Trotz dieser positiven Effekte gibt es weiterhin Kritik. Vor allem kleinere Anlagenbetreiber sehen sich mit wachsender technischer Komplexität und zusätzlichen Kosten für intelligente Messsysteme konfrontiert. Auch Unsicherheiten hinsichtlich möglicher Vergütungsverluste sorgen für Zurückhaltung. Branchenverbände fordern daher gezielte Nachbesserungen, um kleinere Anlagen zu entlasten und bürokratische Hürden zu reduzieren.

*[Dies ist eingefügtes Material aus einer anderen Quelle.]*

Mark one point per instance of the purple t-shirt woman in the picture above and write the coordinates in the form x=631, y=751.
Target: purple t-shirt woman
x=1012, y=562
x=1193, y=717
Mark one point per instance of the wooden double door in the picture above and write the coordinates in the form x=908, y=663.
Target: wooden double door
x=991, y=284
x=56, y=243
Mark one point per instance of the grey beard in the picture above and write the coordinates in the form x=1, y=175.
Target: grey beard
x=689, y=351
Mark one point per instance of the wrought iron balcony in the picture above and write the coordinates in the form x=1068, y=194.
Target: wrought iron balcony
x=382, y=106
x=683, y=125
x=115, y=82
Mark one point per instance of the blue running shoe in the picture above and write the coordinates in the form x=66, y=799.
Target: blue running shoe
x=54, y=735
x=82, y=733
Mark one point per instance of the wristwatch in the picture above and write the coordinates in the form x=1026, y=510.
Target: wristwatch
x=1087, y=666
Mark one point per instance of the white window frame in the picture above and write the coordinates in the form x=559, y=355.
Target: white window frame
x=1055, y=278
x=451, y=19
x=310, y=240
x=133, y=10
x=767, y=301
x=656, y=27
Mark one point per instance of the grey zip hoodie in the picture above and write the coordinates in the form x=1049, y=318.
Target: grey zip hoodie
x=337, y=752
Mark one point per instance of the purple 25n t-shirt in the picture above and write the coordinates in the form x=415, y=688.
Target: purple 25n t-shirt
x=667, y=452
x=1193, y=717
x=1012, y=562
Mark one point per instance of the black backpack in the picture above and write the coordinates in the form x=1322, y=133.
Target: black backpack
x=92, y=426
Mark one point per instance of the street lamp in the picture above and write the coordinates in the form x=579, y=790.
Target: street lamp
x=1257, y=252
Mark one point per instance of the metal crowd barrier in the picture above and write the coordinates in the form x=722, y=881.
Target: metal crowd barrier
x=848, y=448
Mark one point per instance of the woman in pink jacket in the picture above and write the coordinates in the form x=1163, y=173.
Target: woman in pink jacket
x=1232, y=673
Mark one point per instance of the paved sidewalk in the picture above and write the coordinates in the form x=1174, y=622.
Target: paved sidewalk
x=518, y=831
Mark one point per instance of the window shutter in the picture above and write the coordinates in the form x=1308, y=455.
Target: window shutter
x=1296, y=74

Fazit – Pflicht mit Potenzial

Das Solarspitzengesetz 2026 ist mehr als ein Regelwerk – es ist ein Wendepunkt:
Deutschland schafft den Übergang von passiver Einspeisung zu intelligenter Energieintegration.

➡️ Für Betreiber bedeutet es: Mehr Eigenverbrauch, weniger Bürokratie, stabile Wirtschaftlichkeit.
➡️ Für Installateure bedeutet es: Neue Technik, neue Umsätze – und mehr Beratungsverantwortung.

💡 Wer heute Smart-Meter- und Speicherlösungen anbietet, ist morgen der Marktführer.

Häufige Fragen zum Solarspitzengesetz

1. Bedeutet das Solarspitzengesetz geringere Erträge für Solaranlagen?
In der Praxis meist nicht. Durch Eigenverbrauch und Speicher lassen sich mögliche Einbußen häufig vollständig ausgleichen.

2. Sind Bestandsanlagen betroffen?
Viele bestehende Anlagen genießen Übergangsregelungen, können aber freiwillig von Nachrüstungen profitieren.

3. Lohnt sich Photovoltaik unter den neuen Regeln noch?
Ja, mehr denn je – allerdings mit einem stärkeren Fokus auf Eigenverbrauch statt Volleinspeisung.

4. Wer trägt die Kosten für Smart Meter und Steuertechnik?
Das hängt von Anlagengröße, Netzbetreiber und gesetzlichen Vorgaben ab. Langfristig rechnen sich die Systeme meist durch Einsparungen.

5. Müssen Betreiber aktiv etwas tun?
Ja, insbesondere bei neuen Anlagen sollten technische Anforderungen und Anmeldungen sorgfältig geprüft werden.

6. Ist das Solarspitzengesetz ein dauerhafter Trend?
Ja. Die intelligente Steuerung von Energie wird ein zentraler Bestandteil der Energiewende bleiben.